Snakemake executor plugin: pcluster-slurm

https://img.shields.io/badge/repository-github-blue?color=#022c22 https://img.shields.io/badge/author-John Major-purple?color=#064e3b PyPI - Version PyPI - License

SLURM is a widely used batch system for performance compute clusters.

AWS Parallel Cluster is a framework to deploy and manage dynamically scalable HPC clusters on AWS, running SLURM as the batch system, and pcluster manages all of the creating, configuring, and deleting of the cluster compute nodes. Nodes may be spot or dedicated. note, the AWS Parallel Cluster port of slurm has a few small, but critical differences from the standard slurm distribution. Importantly, sacct is not enabled, so any reliance on this command will break.

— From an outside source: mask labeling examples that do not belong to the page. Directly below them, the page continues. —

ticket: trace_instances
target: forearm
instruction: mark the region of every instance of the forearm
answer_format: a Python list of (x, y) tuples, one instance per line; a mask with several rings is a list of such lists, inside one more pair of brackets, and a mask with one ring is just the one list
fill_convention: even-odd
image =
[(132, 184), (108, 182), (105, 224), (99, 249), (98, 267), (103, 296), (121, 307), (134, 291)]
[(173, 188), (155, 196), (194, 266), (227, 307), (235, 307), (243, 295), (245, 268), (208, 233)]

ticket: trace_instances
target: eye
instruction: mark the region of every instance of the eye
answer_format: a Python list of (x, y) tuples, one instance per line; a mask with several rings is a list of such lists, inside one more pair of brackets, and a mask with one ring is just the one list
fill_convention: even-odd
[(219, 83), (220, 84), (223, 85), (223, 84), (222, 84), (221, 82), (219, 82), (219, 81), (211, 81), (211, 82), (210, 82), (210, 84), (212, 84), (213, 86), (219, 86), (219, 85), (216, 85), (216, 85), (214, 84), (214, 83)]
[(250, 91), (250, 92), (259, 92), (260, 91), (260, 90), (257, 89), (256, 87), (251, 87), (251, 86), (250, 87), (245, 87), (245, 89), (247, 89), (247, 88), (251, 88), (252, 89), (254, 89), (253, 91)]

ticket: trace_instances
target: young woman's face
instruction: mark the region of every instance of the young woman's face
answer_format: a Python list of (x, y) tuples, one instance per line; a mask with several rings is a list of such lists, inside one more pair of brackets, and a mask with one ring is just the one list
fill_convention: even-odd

This executor plugin allows to use slurm via AWS Parallel Cluster as an executor for snakemake via a pcluster headnode. For example usage of this executor, see: daylily.

Installation

Install this plugin by installing it with pip or mamba, e.g.:

pip install snakemake-executor-plugin-pcluster-slurm

Usage

In order to use the plugin, run Snakemake (>=8.0) with the corresponding value for the executor flag:

snakemake --executor pcluster-slurm ...

with ... being any additional arguments you want to use.

The executor plugin has the following settings:

Settings

CLI argument

Description

Default

Choices

Required

Type

--pcluster-slurm-init-seconds-before-status-checks VALUE

Defines the time in seconds before the first status check is performed after job submission.

40

--pcluster-slurm-requeue VALUE

Allow requeuing preempted of failed jobs, if no cluster default. Results in sbatch … –requeue … This flag has no effect, if not set.

False

Further details

The Executor Plugin for HPC Clusters using the SLURM Batch System

The general Idea

Upon creating a valid AWS Parallel Cluster (and one which uses slurm as the scheduler), to use this plugin: a. log in to your cluster’s head node, b. activate your snakemake environment as usual (which should also have snakemake-executor-plugin-pcluster-slurm pip installed), and run a snakemake workflow with --executor pcluster-slurm. Snakemake will then submit your jobs as cluster jobs & pcluster slurm will manage creating compute nodes, bidding on them, managing budget constraints, spinning them down, etc. It is magic really.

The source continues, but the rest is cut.